Os blocos afro, como Ilê Aiê, Olodum, Muzenza e Afoxé Filhos de Gandhy, que foram criados como instrumentos de combate ao preconceito, hoje são símbolos da cidade. As apresentações e ensaios atraem milhares de turistas interessados em ouvir as músicas marcadas pelos atabaques, rebolos, cuícas, pandeiros, bongos etc. do grupo. Inclusive, a maioria desses instrumentos musicais foram criados pelos africanos escravizados.

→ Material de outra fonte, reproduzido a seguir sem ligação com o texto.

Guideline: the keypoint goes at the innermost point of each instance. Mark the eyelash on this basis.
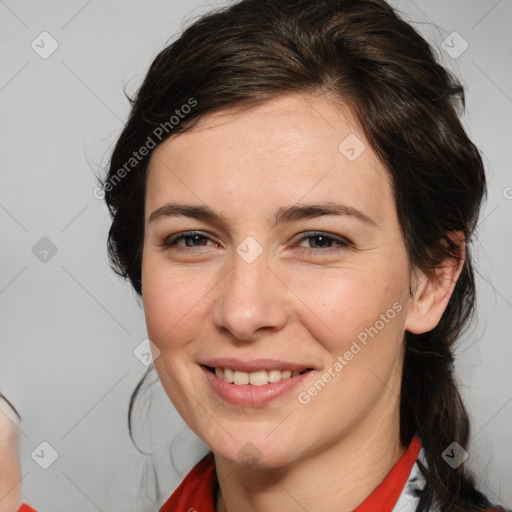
(341, 242)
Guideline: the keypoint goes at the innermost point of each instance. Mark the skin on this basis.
(292, 303)
(10, 471)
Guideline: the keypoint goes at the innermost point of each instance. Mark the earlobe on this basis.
(432, 293)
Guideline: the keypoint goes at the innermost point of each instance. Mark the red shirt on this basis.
(197, 490)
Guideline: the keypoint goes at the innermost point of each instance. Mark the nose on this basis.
(251, 300)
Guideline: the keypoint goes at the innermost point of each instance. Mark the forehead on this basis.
(287, 149)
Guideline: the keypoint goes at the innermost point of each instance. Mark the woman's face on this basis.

União dos Palmares – símbolo da resistência negra
A 80 quilômetros de Maceió, em Alagoas, mais precisamente na Serra da Barriga, está situado o Parque Memorial Quilombo dos Palmares. O local remonta o cenário da maior resistência negra da história dos escravizados das Américas. Comandado por Zumbi dos Palmares, o quilombo foi o maior acampamento de refugiados do século XVI. A data da morte de Zumbi, em 20 de novembro de 1695, motivou a criação do Dia Nacional da Consciência Negra.
Tombado pelo Instituto do Patrimônio Histórico e Artístico Nacional (IPHAN), o local abriga, até hoje, comunidades quilombolas. Além das edificações reconstituídas numa espécie de maquete em tamanho real, o Memorial também se destaca por mirantes com vistas incríveis da Serra da Barriga, além de restaurante que oferece pratos da culinária afro-brasileira. No site do parque, é possível também fazer um passeio virtual pelo local.

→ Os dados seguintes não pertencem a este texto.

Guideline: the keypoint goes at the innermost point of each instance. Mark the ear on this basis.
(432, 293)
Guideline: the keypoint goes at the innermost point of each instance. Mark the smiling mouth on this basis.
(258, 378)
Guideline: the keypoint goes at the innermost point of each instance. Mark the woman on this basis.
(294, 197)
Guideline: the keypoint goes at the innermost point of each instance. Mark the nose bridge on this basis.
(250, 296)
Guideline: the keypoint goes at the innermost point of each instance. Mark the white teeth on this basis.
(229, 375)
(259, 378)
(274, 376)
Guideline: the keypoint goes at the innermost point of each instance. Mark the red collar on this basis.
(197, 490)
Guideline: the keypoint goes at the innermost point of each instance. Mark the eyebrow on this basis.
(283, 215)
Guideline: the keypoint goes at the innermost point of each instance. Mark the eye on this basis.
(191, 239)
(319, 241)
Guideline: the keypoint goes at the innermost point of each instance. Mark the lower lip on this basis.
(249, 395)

Memória negra em São Paulo
Dentro do famoso Parque Ibirapuera, fica o Museu Afro Brasil, considerado o que melhor conta sobre a diáspora negra. Com um acervo de mais de 6 mil itens, entre pinturas, esculturas, fotografias, documentos e peças etnológicas de autores brasileiros e estrangeiros, produzidos entre o século XVIII até os dias atuais. Além da exposição permanente, o museu recebe mostras itinerantes, abriga uma biblioteca com mais de 12 mil títulos especializados em assuntos ligados a negritude, além de um auditório para eventos e cursos. O valor do ingresso inteiro para visitar o museu é R$ 15,00 e pode ser adquirido pela internet.

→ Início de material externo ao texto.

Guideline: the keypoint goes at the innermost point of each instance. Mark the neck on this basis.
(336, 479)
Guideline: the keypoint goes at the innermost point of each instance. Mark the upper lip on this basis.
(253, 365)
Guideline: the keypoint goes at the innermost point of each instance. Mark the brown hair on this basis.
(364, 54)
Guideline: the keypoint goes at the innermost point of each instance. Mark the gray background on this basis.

Casa dos Contos, em Ouro Preto
Localizado na cidade mineira de Ouro Preto, o Museu Casa dos Contos foi organizado com o objetivo principal de preservar a memória do Ciclo do Ouro, no qual a cidade teve influente papel. O casarão em estilo barroco foi construído entre 1782 e 1787 por um banqueiro da época e foi usada como sede da administração pública contábil. O espaço abriga exposições temporárias de artistas brasileiros e estrangeiros, e o acervo permanente conta a história do dinheiro produzido pelos garimpos e dos senhores que enriqueciam às custas do trabalho de negros escravizados.
Iniciativa pública
Em 1988, foi criada a Fundação Cultural Palmares, instituição federal que tem como objetivo promover e preservar culturais, históricos, sociais e econômicos da população negra na estruturação da sociedade brasileira. O site da FCP concentra agenda de eventos, informações históricas e iniciativas da temática negra, sendo uma rica fonte de informação sobre o assunto.